Rażące naruszenia czasu pracy u bułgarskiego kierowcy ujawniła świętokrzyska Inspekcja Transportu Drogowego. W ciągu 20 dni mężczyzna dopuścił się aż 26 naruszeń.
Nie lepiej wypadła kontrola polskiego kierowcy, który wielokrotnie prowadził ciężarówkę bez zalogowanej w tachografie karty. Tłumaczył inspektorom z Kielc, że się spieszył i nie zwracał uwagi na przepisy.
Jak informuje ITD, do kontroli doszło na świętokrzyskim odcinku trasy S7. Jazda bez karty kierowcy przez 9 godzin, przekroczenie jady dziennej o ponad 9 godzin, skrócenie odpoczynku dziennego o ponad 6 godzin czy skrócenie odpoczynku tygodniowego o prawie 15 godzin. To tylko niektóre naruszenia czasu pracy ujawnione podczas kontroli polskiego oraz bułgarskiego kierowcy.
Kierowca ciężarówki polskiego przewoźnika przewoził artykuły spożywcze.
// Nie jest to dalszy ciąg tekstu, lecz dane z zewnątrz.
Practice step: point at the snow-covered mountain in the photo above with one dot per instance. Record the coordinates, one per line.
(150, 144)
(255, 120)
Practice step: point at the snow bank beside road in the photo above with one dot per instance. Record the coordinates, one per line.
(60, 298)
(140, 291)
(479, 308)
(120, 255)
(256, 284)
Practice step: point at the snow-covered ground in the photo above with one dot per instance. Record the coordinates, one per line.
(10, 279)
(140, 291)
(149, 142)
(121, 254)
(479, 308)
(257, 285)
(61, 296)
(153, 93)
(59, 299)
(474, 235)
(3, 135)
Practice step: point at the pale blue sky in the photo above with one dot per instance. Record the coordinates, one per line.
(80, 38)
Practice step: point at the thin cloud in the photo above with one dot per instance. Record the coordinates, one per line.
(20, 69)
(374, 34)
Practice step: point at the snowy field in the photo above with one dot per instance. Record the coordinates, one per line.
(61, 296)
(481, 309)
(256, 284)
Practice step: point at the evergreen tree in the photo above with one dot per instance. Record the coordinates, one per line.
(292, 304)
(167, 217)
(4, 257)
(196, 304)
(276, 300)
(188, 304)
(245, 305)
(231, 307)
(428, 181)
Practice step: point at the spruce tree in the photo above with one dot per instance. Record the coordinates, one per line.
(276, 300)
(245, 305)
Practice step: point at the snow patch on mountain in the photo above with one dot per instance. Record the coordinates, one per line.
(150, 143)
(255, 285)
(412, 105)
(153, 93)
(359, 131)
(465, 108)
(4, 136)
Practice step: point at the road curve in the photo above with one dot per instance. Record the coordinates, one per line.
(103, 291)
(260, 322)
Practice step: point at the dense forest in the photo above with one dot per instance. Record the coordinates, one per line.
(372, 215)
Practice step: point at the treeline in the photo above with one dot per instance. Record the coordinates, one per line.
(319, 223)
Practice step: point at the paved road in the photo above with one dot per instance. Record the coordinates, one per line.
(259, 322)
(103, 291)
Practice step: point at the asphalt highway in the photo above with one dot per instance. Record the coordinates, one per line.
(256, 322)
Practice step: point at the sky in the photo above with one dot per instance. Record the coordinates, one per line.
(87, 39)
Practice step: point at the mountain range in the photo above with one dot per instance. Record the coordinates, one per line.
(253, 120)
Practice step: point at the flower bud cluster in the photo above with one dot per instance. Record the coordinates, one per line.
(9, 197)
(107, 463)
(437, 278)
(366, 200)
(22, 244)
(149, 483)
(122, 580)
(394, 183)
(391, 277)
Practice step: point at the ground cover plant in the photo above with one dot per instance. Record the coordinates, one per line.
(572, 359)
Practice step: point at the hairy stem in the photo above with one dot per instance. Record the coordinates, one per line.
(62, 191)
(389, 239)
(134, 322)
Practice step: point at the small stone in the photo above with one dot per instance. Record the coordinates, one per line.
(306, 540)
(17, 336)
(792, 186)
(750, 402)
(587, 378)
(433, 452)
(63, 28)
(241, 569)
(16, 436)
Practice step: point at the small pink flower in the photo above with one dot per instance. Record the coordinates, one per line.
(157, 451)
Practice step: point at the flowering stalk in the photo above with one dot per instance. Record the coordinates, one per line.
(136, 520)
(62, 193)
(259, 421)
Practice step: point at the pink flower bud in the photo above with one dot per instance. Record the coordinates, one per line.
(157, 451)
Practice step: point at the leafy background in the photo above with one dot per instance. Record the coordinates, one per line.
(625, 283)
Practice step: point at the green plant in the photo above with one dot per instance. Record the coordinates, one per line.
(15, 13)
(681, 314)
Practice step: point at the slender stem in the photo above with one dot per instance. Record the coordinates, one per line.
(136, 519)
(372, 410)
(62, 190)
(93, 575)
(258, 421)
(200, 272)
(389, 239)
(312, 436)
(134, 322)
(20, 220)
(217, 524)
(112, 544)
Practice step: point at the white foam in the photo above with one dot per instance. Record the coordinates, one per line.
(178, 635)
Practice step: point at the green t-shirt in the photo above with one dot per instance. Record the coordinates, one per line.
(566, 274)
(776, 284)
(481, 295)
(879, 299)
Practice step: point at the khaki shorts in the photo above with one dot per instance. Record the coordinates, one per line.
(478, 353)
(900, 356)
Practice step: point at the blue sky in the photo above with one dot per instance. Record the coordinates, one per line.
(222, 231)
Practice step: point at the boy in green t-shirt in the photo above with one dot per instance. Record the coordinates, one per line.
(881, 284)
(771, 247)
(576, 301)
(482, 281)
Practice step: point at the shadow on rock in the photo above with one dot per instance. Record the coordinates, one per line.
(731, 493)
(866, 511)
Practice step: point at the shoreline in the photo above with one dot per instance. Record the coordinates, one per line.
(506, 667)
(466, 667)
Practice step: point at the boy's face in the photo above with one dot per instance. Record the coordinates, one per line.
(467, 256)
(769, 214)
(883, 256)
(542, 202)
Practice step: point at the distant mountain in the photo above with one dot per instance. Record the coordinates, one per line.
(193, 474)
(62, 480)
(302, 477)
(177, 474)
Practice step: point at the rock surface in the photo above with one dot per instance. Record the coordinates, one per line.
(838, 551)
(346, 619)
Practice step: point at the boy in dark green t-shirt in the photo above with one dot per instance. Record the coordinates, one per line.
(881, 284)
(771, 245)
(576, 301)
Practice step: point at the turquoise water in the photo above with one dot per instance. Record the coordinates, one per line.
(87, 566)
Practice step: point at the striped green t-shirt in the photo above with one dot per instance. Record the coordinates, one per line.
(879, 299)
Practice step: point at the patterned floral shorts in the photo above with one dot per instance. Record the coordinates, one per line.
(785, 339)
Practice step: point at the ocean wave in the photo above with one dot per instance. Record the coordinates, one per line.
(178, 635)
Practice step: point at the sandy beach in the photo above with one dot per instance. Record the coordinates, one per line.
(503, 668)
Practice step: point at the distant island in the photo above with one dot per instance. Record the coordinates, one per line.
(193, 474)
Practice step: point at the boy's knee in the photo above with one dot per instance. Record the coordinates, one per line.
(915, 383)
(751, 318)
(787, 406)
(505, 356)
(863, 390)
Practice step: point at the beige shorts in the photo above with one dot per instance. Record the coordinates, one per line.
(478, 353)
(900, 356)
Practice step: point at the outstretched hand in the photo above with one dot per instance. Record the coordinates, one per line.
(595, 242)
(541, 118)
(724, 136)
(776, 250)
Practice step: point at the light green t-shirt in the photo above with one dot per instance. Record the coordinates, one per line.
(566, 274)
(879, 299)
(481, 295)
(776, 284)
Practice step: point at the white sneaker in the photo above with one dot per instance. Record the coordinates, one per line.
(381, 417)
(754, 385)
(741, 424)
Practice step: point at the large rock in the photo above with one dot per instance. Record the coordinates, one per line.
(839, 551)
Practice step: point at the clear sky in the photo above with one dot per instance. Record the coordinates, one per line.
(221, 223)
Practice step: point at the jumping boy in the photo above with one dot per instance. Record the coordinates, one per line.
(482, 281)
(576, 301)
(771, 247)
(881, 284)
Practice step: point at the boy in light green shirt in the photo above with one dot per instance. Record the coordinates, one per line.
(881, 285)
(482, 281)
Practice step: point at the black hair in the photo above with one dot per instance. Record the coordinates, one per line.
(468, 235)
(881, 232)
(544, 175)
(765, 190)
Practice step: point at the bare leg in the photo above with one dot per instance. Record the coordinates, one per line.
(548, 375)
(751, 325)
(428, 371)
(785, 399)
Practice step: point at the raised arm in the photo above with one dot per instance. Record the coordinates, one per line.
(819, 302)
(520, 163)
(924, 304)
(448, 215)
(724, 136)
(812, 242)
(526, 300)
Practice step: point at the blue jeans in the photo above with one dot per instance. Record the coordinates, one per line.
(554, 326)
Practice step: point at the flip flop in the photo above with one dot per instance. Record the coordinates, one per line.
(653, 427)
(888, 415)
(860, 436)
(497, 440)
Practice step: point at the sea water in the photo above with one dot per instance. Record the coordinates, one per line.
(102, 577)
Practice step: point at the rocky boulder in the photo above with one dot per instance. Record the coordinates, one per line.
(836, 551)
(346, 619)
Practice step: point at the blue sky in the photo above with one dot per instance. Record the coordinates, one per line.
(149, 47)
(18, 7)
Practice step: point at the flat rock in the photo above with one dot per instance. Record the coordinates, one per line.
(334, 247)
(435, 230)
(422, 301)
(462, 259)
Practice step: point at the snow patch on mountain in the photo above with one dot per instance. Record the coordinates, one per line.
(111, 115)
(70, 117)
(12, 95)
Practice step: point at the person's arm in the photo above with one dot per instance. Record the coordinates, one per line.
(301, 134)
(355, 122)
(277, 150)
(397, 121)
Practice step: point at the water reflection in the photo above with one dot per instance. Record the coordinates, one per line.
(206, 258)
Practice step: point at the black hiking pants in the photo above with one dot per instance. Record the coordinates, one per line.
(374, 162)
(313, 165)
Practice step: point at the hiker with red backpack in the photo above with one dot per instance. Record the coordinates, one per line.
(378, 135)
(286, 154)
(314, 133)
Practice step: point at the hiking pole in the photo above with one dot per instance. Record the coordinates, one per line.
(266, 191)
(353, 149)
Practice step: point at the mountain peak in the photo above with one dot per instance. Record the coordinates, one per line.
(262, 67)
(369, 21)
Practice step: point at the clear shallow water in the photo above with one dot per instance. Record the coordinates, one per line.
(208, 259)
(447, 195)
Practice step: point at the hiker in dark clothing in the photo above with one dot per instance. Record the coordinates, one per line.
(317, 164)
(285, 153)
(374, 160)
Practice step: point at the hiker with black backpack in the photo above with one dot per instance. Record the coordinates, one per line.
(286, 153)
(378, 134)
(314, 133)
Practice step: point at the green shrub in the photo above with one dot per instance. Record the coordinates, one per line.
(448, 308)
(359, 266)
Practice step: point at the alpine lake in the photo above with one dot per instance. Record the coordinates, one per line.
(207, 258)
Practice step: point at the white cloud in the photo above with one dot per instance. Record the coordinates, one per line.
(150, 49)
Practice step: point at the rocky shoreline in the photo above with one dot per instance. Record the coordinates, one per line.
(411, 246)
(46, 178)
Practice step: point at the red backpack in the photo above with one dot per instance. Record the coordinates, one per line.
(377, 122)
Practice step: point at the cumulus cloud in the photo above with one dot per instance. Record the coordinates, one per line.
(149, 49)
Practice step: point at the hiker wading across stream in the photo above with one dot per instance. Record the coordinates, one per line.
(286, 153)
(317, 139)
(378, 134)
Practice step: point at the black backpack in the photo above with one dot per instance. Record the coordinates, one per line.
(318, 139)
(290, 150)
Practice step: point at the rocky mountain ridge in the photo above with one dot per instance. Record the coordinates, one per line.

Po zatrzymaniu inspektorzy pobrali dane z karty kierowcy oraz z tachografu. Analiza porównawcza wykazała znaczne rozbieżności dotyczące rejestrowania czasu pracy przez kierowcę, a danymi zapisanymi w tachografie. Mężczyzna aż 15 razy prowadził ciężarówkę bez logowania karty w tachografie. Jak tłumaczył, chciał szybko wrócić do domu i nie zwracał uwagi na obowiązujące przepisy. Dodatkowo stwierdzono również brak aktualnych badań technicznych pojazdu.
Bez zalogowanej karty w tachografie jechał także bułgarski kierowca. W ciągu 20 dni mężczyzna dopuścił się 26 naruszeń czas pracy. Obaj mężczyźni zostali ukarani mandatami karnymi. Do momentu odebrania dziennych, min. 11-godzinnych odpoczynków, otrzymali zakazy jazdy.
Konsekwencje naruszeń poniosą też przedsiębiorcy i osoby zarządzające transportem. Inspekcja Transportu Drogowego wszczęła już przeciwko nim postępowania administracyjne zagrożone karami finansowymi.